Thursday, 3 June 2010

Cinema review: 'Bad Lieutenant: Port of Call - New Orleans' directed by Werner Herzog, starring Nicolas Cage

This good cop/bad cop movie is more reminiscent of David Lynch, whose involvement in the project is unspecified and apparent, down to the jive talking surrealists and their chameleon visions - and than any of his previous work. That said, Nicolas Cage is at his maddest and most affecting in the lead role and one can imagine Cage and Herzog in a creative partnership in the way the latter once enjoyed and endured with his best fiend, Klaus Kinski.

We join Cage as Terence McDonagh just after Hurricane Katrina when despite his worser nature he dives into the bilge to rescue a jailbird, injuring his spine in the process, thus initiating a drug addicted spiral he never really breaks out of but that gives the film its momentum. McDonagh is a man of many vices, addicted to gambling as well as painkillers and consorting with prostitutes and gangsters, playing ball with the law.

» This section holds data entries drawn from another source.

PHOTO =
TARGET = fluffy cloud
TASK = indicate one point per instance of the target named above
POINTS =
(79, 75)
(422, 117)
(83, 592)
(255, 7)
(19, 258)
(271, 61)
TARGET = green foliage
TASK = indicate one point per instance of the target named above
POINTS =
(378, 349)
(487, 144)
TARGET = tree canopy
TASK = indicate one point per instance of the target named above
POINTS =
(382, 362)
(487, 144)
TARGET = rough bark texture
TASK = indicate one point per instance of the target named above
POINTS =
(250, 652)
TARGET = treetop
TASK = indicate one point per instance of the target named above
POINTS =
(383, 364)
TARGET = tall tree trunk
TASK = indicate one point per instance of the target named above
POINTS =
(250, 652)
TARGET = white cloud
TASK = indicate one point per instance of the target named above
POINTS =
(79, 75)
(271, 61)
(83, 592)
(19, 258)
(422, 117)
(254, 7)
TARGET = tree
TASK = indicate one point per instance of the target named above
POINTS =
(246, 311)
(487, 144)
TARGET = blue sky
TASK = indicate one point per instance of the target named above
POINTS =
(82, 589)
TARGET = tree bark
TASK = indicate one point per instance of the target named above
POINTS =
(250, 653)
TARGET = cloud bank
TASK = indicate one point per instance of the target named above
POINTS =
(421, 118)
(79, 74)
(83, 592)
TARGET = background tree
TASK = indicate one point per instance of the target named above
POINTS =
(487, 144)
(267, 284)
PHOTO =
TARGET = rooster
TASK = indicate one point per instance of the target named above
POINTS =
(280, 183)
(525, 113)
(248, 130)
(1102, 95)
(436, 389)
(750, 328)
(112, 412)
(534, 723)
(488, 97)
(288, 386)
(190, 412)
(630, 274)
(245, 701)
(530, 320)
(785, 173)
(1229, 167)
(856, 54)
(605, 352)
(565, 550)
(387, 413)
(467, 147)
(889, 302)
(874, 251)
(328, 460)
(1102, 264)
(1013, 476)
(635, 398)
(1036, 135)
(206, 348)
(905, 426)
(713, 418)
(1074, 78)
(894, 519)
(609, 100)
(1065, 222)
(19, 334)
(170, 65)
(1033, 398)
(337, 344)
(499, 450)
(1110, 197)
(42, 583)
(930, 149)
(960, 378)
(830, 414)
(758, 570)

Eva Mendes is a great watch as the hooker with a heart, body and brain and Cage visibly enjoys slowly loosening his grip on the role that may well become a cult anti-hero, delivering increasingly crazed lines with brio and following a course dictated by the peculiar logic of his inner and outer circumstance. There's enough bodies strewn in his path to keep the hardboiled amused and although calling this a psychological drama would be claiming too much - or too little - it is a psychodrama of both the highest and lowest order.